Ni con los aranceles.
Ni con la inflación.
Tiene que ver con algo mucho más sencillo.
Miles de empresarios están empezando a jubilarse.
Durante décadas levantaron negocios familiares, industriales, comerciales o de servicios.
- Empresas rentables.
- Con clientes.
- Con equipos.
- Con historia.
Y, ahora, muchos se enfrentan a una pregunta difícil:
- ¿Quién continuará cuando yo ya no esté?
Algunos tienen hijos que quieren seguir.
Otros no.
Muchos descubren que sus herederos prefieren construir su propio camino.
Y otros, sencillamente, están cansados después de treinta o cuarenta años al frente del negocio.

Lo que ocurre después es interesante.
Porque una empresa no desaparece cuando su fundador se jubila. O al menos no debería.
Y ahí aparece una oportunidad enorme para quienes estén preparados.
Durante los próximos años veremos miles de operaciones de compraventa de pequeñas y medianas empresas.
Muchas de ellas no saldrán en los periódicos.
No serán operaciones de cientos de millones, pero moverán una enorme cantidad de riqueza, empleo y conocimiento.
Y serán decisivas para el futuro de muchas familias.
Por eso creo que tanto vendedores como compradores deberían empezar a prepararse mucho antes de necesitarlo.
Si quieres vender, hay una verdad que suele doler:
Tu empresa vale más cuanto menos depende de ti.
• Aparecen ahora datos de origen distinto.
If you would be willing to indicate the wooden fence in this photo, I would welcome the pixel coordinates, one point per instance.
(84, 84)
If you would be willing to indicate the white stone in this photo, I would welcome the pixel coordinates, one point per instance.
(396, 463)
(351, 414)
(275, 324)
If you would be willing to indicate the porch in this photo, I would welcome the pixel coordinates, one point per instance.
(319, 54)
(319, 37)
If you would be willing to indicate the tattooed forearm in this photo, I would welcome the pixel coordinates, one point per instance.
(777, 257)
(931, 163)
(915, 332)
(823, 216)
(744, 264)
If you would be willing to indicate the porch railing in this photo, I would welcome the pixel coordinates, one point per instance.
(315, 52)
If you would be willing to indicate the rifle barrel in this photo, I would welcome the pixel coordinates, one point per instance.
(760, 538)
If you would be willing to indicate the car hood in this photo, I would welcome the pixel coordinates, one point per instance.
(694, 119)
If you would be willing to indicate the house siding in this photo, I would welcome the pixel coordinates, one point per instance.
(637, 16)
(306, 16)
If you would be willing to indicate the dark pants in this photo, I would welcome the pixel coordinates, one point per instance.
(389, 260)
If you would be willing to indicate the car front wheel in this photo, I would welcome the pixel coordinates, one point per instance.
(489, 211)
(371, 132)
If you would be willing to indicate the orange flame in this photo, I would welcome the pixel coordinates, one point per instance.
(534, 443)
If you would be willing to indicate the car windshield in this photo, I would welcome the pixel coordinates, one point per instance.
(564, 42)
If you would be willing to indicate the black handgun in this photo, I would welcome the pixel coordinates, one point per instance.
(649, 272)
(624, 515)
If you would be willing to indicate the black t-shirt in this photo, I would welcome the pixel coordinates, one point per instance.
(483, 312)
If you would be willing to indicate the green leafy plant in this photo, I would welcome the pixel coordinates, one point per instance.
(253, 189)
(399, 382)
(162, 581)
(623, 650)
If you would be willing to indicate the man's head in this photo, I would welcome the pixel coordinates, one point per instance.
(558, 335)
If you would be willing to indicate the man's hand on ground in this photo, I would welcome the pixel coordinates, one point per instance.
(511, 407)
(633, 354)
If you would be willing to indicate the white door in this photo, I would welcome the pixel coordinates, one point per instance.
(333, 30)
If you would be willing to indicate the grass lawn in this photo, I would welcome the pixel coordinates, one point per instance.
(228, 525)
El comprador no adquiere tu capacidad de trabajar veinte horas al día.
Compra una organización capaz de funcionar sin que estés presente.
Por eso, los procesos documentados, los clientes fidelizados, los equipos sólidos y las cuentas claras suelen aumentar el valor mucho más que cualquier presentación brillante.
Y si quieres comprar, el consejo es parecido.
No compres una empresa porque parece barata.
Compra una empresa porque encaja con una idea clara.
Expandir una zona geográfica.
Llegar a nuevos clientes.
Añadir un producto complementario.
Ganar eficiencia.

Las mejores adquisiciones suelen parecer aburridas.
Las malas suelen parecer apasionantes.
He visto más de una operación fracasar porque el comprador se enamoró de la oportunidad antes de entender el negocio.
Y eso suele salir caro.
Lo verdaderamente importante es que estamos entrando en una ventana histórica.
Negocios perfectamente viables cambiarán de manos.
Algunos crecerán más que nunca.
Otros desaparecerán simplemente porque nadie preparó la transición a tiempo.
Y sería una pena.
Porque detrás de muchas de esas empresas hay décadas de trabajo, relaciones con clientes y conocimiento acumulado que merece continuar.
Por eso, tanto si algún día quieres vender como si aspiras a comprar, la preparación empieza mucho antes de firmar ningún documento.
Empieza hoy.
Porque las mejores operaciones rara vez nacen de una urgencia.
Suelen nacer de una conversación iniciada años antes.